Two partially mummified human bodies have been discovered in a cave in the northern state of Chihuahua in Mexico.

Archaeologists from the National Institute of Anthropology and History (INAH) unearthed the two mummies at La Cueva del Gigante, or the Cave of the Giant, located in the Sierra Tarahumara region in North Mexico.

The mummies, believed to be 800 to 1,000 years old, were discovered from a pre-Hispanic cemetery, built before Spanish explorers arrived in the sixteenth century, archaeologists said in a statement on Monday.

According to archaeologists, eight other mummies from the same period were found at the same place in 2010. About 23 more human bodies' remains and skeletons have been discovered from the interior of the cave in the past two years. Most bodies were found in a fetal position, and have evidence that they were deposited in the cave in bulk form.
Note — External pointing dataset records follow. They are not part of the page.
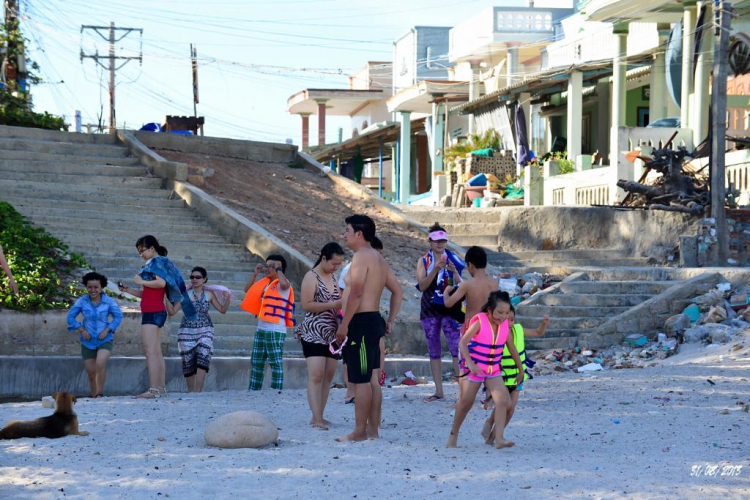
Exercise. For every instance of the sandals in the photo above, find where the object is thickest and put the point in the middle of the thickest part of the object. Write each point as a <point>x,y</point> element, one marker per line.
<point>151,393</point>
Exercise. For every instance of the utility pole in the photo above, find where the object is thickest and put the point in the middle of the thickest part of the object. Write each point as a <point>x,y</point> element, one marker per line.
<point>719,130</point>
<point>194,65</point>
<point>110,37</point>
<point>14,69</point>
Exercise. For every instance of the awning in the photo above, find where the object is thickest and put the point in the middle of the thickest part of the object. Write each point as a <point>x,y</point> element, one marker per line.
<point>546,82</point>
<point>342,102</point>
<point>419,98</point>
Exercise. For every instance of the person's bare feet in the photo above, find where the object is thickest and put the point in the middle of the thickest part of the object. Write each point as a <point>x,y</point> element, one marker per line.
<point>452,441</point>
<point>354,436</point>
<point>502,443</point>
<point>487,432</point>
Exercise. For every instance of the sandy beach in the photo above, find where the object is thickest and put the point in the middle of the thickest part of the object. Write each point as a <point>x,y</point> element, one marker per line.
<point>636,433</point>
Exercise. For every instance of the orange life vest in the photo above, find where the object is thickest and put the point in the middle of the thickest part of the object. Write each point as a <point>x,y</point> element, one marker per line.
<point>265,301</point>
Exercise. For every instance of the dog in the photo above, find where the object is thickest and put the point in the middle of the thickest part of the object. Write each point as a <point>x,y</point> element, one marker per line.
<point>63,422</point>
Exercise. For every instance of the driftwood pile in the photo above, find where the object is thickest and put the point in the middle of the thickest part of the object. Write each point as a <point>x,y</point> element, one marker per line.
<point>675,191</point>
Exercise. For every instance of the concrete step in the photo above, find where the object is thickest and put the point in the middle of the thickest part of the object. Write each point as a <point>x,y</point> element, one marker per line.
<point>489,241</point>
<point>592,300</point>
<point>186,227</point>
<point>569,311</point>
<point>62,148</point>
<point>237,278</point>
<point>133,230</point>
<point>236,317</point>
<point>617,287</point>
<point>242,345</point>
<point>184,264</point>
<point>183,217</point>
<point>87,179</point>
<point>470,228</point>
<point>186,244</point>
<point>55,167</point>
<point>50,196</point>
<point>122,160</point>
<point>454,215</point>
<point>596,253</point>
<point>572,323</point>
<point>552,333</point>
<point>15,187</point>
<point>544,261</point>
<point>36,203</point>
<point>56,135</point>
<point>206,254</point>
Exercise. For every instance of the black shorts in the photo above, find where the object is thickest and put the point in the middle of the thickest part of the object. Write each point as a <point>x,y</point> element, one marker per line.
<point>311,350</point>
<point>157,318</point>
<point>362,351</point>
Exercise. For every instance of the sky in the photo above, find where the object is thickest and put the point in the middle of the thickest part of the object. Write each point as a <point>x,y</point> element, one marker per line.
<point>252,56</point>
“The individuals were deposited on the floor of the cave and the entrance was blocked by a wall. Over time, dirt, dust and litter were burying human remains. The condition of the cave and dry weather helped preserve the remains, and thus was a natural mummification,” archaeologist Enrique Chacon of INAH, said.

However, the bodies were not left untouched since they were buried, he added.

"There are signs that some were removed at least twice, perhaps by animals. Some bodies are better preserved than others, and some are mummified and others are not."